4.1. – Il diritto all’equa riparazione non postula infatti l’accertamento di un illecito secondo la nozione contemplata dall’art. 2043 cod. civ. nè presuppone la verifica dell’elemento soggettivo della colpa a carico di un agente, ma è ancorato all’accertamento della violazione dell’art. 6. par. 1, della CEDU, cioè di un evento ex se lesivo del diritto della persona alla definizione del suo procedimento in una durata ragionevole; la relativa obbligazione si configura pertanto non già come obbligazione ex delicto, ma come obbligazione ex lege avente carattere indennitario, con la conseguenza che gli interessi legali possono decorrere, purchè richiesti, dalla data di deposito del ricorso, conformemente al principio secondo cui gli effetti della pronuncia retroagiscono alla data della domanda (cfr.

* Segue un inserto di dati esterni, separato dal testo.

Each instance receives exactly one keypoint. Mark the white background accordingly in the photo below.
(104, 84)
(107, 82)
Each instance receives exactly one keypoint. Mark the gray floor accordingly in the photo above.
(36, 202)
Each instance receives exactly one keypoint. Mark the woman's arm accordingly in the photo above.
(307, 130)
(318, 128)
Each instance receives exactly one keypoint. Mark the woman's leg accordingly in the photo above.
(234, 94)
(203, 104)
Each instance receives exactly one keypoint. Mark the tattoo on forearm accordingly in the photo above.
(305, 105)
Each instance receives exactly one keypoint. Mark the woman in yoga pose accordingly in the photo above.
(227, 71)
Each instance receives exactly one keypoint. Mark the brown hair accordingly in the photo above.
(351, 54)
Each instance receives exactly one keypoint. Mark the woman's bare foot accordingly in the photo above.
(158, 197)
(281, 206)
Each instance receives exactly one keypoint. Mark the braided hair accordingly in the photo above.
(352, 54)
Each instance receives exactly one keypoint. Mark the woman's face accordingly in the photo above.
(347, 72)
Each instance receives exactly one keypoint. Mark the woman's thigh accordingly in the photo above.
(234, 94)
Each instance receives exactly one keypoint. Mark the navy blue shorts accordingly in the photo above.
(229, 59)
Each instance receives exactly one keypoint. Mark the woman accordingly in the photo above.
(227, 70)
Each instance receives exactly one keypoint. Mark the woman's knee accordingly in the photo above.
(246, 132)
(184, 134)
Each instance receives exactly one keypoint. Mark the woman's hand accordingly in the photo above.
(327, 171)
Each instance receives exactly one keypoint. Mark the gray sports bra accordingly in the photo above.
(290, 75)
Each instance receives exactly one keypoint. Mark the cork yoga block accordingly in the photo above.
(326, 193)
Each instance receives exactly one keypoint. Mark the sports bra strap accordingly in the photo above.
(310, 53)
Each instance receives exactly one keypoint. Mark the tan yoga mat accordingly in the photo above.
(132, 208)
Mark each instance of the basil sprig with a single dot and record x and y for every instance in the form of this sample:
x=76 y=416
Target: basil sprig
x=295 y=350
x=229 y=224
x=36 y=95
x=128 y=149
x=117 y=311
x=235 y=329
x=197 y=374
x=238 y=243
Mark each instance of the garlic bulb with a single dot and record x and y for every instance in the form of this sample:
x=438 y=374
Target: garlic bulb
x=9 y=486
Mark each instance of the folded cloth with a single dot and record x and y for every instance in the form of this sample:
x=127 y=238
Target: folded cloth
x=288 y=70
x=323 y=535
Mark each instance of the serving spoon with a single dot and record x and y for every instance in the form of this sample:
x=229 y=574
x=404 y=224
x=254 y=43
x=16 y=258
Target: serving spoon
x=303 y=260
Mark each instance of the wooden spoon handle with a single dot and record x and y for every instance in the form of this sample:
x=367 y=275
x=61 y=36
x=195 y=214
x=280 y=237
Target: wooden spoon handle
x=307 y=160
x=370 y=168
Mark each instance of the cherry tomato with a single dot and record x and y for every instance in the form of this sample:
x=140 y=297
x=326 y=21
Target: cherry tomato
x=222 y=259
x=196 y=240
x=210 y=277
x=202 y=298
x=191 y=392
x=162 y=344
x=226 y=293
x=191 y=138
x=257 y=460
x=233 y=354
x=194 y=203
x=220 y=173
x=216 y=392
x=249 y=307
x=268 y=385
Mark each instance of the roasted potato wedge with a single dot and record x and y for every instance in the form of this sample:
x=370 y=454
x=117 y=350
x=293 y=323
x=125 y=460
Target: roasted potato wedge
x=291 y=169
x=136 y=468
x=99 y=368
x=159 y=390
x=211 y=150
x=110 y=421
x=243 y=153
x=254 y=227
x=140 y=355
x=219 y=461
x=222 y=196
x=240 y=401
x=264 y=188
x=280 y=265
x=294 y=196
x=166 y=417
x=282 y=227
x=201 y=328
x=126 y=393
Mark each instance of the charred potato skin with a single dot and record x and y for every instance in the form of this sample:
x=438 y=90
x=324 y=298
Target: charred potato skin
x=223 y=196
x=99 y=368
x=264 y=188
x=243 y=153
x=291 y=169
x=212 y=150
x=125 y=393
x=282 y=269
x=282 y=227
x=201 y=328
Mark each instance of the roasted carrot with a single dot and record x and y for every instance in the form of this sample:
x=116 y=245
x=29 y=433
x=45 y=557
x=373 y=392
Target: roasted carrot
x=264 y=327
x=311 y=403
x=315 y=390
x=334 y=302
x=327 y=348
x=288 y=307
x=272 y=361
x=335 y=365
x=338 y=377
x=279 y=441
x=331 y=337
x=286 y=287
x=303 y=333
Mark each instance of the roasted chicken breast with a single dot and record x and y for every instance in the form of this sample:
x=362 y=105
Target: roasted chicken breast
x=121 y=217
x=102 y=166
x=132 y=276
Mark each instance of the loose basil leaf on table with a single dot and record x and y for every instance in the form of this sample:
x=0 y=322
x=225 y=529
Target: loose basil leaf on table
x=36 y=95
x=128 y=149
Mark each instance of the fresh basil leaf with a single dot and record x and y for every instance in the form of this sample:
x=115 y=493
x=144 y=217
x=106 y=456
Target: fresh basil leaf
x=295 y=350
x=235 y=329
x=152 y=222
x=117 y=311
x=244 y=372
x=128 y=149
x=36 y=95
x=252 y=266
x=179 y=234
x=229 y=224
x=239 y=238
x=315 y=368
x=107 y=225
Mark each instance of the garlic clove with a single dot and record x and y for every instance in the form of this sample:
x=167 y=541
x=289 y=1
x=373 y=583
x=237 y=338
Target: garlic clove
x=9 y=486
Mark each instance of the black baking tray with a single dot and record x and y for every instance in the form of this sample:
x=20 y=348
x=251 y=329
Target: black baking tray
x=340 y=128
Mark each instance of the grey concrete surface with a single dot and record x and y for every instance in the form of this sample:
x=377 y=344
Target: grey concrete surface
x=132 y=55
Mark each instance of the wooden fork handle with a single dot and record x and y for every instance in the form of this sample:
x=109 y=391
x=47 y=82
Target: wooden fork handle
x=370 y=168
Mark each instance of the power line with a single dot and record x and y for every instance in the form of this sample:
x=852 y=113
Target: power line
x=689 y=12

Cass., Sez. 1^ 2 febbraio 2007, n. 2248; 13 aprile 2006, n. 8712).

5. – Il decreto impugnato va pertanto cassato, e, non risultando necessari ulteriori accertamenti di fatto, la causa può essere decisa nel merito, ai sensi dell’art. 384 c.p.c., comma 2, attraverso una nuova liquidazione del danno non patrimoniale, che, tenuto conto degli elementi già considerati dalla Corte d’Appello, nonchè della particolare consistenza del ritardo nella definizione del giudizio e del conseguente aggravamento del patema d’animo subito dal ricorrente, può essere quantificato nell’importo di Euro 9.250.00, sul quale sono dovuti gl’interessi legali con decorrenza dalla data di deposito del ricorso.

6. – Le spese di entrambi i gradi del giudizio seguono la soccombenza, e si liquidano come dal dispositivo.
P.Q.M.

La Corte accoglie il terzo, il quarto ed il settimo motivo di ricorso, rigetta gli altri. cassa il decreto impugnato in relazione ai motivi accolti, e, decidendo nel merito, condanna il Ministero della Giustizia al pagamento della somma di Euro 9.250,00 a titolo d’indennizzo, oltre interessi legali dalla domanda, nonchè al pagamento delle spese processuali, che si liquidano per il giudizio di merito in complessivi Euro 900,00, ivi compresi Euro 500,00 per onorario. Euro 600,00 per diritti ed Euro 100.00 per esborsi, oltre alle spese generali ed agli accessori di legge, e per il giudizio di legittimità in complessivi Euro 1.000.00, ivi compresi Euro 900,00 per onorario ed Euro 100,00 per esborsi, oltre alle spese generali ed agli accessori di legge.